W trakcie odtwarzania zapisu oskarżycielka na bieżąco, płynnie i bez wahania wyjaśniała co się wtedy działo, o kim lub o czym rozmawiano (k.948v-949). Ważna dowodowo część nagrania (rozmowy) poprzedzona jest dyskusją dotyczącą kwestii informatycznych (k.870-872), następnie wplatany jest w nią wątek chorego znajomego z USA (k.874-876v) i następuje powrót do głównego „nurtu” dyskursu interesującego kobietę (k.877). To ona z oczywistych względów wywołuje temat. Pojawiają się wzmianki m.in. o wystawieniu obrazu na sprzedaż (k.878), zadłużeniu w ZUS i obawie przed windykacją (k.881v), okolicznościach poprzedzających zbycie („k.882v „miałam wiele propozycji wynajęcia w tamtym czasie…”), remoncie i grzybie (k.882v), ustalonej cenie za mieszkanie, jego wynajmie (k.883), zalaniu (wg oskarżonego, k.879v) i innych okolicznościach, o których zeznawała oskarżycielka. Mężczyzna mówi, że dzielił się z kobieta zyskiem (k.882v - z wynajmu), a jeśli ona chce, to on może sprzedać to mieszkanie. Takich działań (dzielenie się zyskiem) nie podejmuje i takich ofert nie składa ktoś, kto spłacił nabyty lokal i nie zalega pieniędzy byłemu właścicielowi.

Spór o to, czy aktualnie z wynajmu lokalu są zyski, potwierdza też to, że oskarżony przez pewien czas przekazywał pewną część dochodów z tego tytułu A. K. (1) (k.883). To właśnie pieniędzy przekazanych jej w latach 2014-2016 (nie więcej niż 12 000 zł ), a nie całej ceny z aktu notarialnego, dotyczą zwroty z k.879 (k.879: „podzielę się z tobą dochodem…”, k.880: „mogę dać co 1/3 tego, co przynoszą. I właśnie to robiłem”), czy też z k.881 („Dostałaś z niego pieniądze, tylko niedużą, ryczałtową kwotę. Dostałaś pieniądze, więc nie mów, że nic”).

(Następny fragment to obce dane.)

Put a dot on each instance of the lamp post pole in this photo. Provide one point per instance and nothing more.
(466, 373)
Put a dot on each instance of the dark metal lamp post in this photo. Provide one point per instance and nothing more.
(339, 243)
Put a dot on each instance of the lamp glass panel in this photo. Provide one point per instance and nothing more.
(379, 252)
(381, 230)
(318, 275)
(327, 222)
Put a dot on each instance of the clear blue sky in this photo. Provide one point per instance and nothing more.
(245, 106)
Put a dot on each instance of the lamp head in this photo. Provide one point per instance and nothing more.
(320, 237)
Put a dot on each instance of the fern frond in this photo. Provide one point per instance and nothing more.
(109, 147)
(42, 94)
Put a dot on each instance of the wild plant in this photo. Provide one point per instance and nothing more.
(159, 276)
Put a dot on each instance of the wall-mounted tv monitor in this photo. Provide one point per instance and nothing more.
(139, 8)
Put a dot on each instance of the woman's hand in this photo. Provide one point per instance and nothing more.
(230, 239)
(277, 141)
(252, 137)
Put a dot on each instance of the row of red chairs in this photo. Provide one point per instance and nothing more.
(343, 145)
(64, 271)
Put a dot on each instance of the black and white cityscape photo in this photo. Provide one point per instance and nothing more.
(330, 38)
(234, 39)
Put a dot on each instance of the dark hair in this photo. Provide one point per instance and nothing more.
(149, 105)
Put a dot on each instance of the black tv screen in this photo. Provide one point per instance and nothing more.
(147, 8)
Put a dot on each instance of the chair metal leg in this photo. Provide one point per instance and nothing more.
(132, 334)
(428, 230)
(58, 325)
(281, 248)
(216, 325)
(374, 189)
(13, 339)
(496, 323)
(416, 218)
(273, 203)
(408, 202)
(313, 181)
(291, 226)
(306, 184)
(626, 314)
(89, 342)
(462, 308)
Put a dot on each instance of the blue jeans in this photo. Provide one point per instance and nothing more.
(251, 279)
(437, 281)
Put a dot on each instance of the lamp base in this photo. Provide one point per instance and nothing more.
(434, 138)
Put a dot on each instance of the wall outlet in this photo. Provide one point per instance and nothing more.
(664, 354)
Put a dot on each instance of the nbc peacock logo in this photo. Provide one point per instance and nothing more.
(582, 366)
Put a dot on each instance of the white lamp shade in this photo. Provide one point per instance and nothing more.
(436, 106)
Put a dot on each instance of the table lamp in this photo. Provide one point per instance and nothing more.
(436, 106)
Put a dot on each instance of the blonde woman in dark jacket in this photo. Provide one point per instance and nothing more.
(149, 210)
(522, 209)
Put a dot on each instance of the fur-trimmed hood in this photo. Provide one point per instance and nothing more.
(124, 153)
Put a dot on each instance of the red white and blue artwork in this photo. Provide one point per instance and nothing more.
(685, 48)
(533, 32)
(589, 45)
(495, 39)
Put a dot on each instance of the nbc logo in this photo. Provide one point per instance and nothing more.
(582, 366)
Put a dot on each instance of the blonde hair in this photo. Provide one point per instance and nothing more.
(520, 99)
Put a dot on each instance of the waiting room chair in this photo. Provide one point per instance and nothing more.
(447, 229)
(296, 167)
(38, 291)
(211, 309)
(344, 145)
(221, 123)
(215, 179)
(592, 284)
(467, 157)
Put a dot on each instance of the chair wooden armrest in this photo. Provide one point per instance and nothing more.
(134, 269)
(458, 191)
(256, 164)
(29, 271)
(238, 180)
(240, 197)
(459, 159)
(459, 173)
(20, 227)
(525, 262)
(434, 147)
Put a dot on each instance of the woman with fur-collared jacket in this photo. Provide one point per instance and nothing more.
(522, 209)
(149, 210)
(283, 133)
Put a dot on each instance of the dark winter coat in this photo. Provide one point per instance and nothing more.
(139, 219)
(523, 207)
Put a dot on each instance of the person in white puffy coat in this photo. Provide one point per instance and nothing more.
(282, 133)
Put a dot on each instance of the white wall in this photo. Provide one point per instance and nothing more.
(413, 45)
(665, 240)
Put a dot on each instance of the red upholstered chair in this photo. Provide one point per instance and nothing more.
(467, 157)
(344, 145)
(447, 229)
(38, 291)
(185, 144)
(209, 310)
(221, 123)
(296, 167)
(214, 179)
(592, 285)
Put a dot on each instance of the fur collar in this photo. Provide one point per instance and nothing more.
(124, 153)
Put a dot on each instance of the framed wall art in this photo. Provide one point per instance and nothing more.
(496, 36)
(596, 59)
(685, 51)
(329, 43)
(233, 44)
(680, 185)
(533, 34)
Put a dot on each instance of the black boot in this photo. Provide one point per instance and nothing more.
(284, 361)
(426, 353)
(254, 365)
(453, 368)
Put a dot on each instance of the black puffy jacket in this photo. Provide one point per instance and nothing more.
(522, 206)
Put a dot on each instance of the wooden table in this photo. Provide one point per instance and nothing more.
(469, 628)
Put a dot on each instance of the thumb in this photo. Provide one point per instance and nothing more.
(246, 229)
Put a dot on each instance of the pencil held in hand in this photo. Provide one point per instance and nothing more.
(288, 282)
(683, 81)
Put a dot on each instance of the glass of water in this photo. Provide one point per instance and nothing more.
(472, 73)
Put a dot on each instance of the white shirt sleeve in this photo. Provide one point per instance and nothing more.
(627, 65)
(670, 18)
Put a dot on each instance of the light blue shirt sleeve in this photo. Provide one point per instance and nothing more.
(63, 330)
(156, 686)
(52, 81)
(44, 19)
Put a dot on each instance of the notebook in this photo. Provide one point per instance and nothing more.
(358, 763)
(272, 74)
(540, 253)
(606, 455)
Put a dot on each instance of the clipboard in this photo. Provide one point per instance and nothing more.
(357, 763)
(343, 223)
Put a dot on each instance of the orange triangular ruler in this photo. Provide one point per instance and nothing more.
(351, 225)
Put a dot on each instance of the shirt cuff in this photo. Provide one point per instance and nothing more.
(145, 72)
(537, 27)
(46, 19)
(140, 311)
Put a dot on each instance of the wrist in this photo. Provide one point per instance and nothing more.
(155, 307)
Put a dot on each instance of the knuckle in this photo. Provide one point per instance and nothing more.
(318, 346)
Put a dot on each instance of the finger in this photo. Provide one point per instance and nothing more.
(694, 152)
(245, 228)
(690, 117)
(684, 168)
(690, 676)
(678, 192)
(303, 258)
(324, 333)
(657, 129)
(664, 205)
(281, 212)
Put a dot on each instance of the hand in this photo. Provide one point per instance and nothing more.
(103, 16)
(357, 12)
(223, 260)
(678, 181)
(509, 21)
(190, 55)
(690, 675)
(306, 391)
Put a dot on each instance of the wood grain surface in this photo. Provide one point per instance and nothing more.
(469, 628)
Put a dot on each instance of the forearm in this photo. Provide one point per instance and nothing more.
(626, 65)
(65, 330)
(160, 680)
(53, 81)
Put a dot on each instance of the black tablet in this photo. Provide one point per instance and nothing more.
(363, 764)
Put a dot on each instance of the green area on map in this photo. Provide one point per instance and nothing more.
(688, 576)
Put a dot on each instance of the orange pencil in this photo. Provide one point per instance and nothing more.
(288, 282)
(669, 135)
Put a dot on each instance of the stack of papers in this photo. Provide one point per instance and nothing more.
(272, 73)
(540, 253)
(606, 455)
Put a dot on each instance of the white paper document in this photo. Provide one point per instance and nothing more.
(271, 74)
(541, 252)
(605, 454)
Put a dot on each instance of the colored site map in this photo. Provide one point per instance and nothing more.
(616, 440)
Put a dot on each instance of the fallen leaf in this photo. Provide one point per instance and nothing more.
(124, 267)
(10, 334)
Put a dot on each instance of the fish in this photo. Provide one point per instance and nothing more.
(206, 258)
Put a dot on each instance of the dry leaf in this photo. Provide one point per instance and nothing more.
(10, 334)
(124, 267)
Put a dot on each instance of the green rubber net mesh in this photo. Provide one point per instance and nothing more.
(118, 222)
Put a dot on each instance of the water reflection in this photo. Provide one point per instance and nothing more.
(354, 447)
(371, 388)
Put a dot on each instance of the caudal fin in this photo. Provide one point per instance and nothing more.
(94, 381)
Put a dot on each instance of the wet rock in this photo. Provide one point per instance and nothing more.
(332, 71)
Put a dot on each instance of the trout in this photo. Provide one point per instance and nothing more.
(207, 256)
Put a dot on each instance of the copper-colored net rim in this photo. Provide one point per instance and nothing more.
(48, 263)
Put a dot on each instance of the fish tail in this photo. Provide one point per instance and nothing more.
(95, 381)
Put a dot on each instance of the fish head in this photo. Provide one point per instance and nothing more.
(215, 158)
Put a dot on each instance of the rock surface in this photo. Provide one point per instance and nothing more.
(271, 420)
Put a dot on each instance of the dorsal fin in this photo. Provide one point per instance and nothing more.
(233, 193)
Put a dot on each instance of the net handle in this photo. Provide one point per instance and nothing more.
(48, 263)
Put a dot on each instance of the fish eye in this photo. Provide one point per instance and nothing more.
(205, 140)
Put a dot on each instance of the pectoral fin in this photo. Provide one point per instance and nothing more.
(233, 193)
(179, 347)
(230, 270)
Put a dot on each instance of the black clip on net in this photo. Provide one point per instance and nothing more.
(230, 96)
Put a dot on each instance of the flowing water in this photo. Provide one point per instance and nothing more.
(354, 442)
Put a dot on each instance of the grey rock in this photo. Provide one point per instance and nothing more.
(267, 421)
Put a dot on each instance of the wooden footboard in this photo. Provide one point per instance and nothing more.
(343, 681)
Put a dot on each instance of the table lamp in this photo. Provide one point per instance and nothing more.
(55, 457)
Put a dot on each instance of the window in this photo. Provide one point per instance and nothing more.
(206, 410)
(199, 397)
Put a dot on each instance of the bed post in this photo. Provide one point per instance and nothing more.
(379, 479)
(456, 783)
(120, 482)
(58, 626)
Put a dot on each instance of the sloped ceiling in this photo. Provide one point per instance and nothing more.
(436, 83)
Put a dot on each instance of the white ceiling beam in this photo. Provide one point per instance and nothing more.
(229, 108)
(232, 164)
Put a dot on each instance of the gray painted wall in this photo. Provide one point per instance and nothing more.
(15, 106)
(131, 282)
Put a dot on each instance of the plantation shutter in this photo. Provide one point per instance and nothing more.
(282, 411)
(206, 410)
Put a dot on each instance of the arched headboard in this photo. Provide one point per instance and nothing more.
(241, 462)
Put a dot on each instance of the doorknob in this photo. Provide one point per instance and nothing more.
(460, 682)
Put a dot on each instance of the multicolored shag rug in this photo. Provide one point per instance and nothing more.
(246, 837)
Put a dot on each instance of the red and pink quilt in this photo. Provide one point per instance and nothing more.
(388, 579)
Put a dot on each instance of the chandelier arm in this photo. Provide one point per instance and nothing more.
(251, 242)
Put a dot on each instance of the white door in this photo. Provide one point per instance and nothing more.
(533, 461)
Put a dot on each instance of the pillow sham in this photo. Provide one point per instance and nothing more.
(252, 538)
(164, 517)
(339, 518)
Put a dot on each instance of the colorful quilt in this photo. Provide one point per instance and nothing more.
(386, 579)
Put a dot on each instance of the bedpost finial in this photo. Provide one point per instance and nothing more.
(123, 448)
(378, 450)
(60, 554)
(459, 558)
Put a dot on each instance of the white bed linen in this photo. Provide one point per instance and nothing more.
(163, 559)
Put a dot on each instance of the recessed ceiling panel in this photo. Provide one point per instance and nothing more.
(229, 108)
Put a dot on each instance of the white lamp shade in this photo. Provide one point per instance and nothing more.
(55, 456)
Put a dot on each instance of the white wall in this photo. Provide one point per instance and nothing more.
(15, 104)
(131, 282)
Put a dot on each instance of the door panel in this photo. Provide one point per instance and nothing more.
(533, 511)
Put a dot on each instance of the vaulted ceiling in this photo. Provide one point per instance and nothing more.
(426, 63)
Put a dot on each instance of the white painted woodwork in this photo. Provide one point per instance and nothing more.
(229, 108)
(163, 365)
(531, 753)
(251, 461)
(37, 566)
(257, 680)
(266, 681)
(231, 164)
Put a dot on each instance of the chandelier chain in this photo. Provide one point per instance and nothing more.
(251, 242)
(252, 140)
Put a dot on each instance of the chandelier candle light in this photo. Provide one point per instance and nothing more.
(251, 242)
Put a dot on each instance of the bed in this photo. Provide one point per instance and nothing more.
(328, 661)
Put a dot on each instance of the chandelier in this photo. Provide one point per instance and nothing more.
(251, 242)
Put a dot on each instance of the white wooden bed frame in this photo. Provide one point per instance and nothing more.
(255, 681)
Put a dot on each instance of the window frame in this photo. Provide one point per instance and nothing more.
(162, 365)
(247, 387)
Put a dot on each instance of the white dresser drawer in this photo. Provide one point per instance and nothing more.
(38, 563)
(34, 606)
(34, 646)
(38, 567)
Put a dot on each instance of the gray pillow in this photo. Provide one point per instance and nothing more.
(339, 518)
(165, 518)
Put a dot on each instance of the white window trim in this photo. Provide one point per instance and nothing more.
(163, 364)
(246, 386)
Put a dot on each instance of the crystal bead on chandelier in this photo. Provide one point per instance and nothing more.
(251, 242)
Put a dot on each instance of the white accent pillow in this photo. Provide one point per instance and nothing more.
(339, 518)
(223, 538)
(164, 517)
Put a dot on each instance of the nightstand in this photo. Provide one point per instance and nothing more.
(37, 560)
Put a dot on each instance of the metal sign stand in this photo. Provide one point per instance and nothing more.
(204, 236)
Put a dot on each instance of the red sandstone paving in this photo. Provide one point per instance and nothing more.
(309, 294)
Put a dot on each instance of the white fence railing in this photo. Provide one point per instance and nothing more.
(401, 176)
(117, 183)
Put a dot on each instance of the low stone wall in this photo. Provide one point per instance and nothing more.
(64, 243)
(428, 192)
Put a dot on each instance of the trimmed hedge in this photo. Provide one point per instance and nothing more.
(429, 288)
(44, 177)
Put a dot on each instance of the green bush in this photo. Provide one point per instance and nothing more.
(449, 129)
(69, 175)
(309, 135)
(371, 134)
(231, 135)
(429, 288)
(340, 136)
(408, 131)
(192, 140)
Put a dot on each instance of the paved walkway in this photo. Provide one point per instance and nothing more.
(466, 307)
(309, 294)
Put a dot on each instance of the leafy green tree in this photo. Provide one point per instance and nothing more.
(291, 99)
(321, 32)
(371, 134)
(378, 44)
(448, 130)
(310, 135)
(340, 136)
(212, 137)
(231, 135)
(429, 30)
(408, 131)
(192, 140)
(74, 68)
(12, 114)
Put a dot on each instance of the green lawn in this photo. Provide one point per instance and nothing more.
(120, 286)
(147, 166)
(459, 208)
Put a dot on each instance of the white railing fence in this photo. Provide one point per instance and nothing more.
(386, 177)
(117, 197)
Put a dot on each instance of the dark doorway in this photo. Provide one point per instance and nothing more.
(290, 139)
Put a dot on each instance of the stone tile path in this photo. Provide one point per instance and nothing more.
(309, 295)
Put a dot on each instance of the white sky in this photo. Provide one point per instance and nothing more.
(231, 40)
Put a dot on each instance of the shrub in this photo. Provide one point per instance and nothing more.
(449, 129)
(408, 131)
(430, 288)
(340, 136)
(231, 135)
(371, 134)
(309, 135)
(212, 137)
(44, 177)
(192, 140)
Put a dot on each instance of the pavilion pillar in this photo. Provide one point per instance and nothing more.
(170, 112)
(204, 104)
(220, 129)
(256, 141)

Sformułowanie „Tylko nie tę fikcyjna cenę ( dostałaś), którą umieściliśmy w akcie” (k.881) pada ze strony oskarżonego. Jego rozmówczyni nie zgadza się z tym określeniem, a ostatecznie podsądny przyznaje, że była ona rynkowa (k.881v).

Wiele użytych przez niego w rozmowie z nagrania słów i zwrotów zmierzało do wytłumaczenia swojej postawy, przyczyn braku płatności ceny – tylko, że z prawdą niewiele one miały wspólnego. Potrafił manipulować kobietą tak, że nieodpłatnie ( de facto), w wyniku oszustwa, przeniosła na niego swoją własność, a następnie przez lata czerpał z lokalu korzyści wynajmując, płacąc jej niewielkie kwoty (około 12 000 zł) i cały czas wmawiając jej, że brak płatności to przyczyna obiektywna, od niego niezależna. Nie był nawet na tyle przyzwoity, aby po kilku latach sprzedać lokal o wiele drożej niż kosztował on w 2012 r. i oddać kobiecie pieniądze (naprawić szkodę). Nie zrobił tego, bo od początku nie miał takiego zamiaru.

Narracja oskarżonego pytanego o to, kiedy zapłaci i dlaczego dotychczas tego nie zrobił, sprowadzała się zasadniczo do utrzymywania, iż nie ma dochodów z lokalu, w związku z czym nie posiada środków na zapłatę (k.883v: zainwestowałem w remont i wciąż czekam”). Tak jakby źródło przychodu (zyski) miało znaczenie dla przeniesienia własności i konieczności wywiązania się z płatności.

W żadnym fragmencie nagrania, gdy padają słowa pokrzywdzonej o tym, że nie otrzymała ceny, mężczyzna nie neguje tego (np. k.880 „nie zapłaciłeś za nie”, k.881 „nie mam mieszkania i nie mam pieniędzy”), tylko wykrętnie podaje powody zaniechania (k.880: np. „nie mam z tego żadnego zysku (…) jestem na minusie”, k.881: „jesteś na tej samej łodzi, co ja”, k.883v).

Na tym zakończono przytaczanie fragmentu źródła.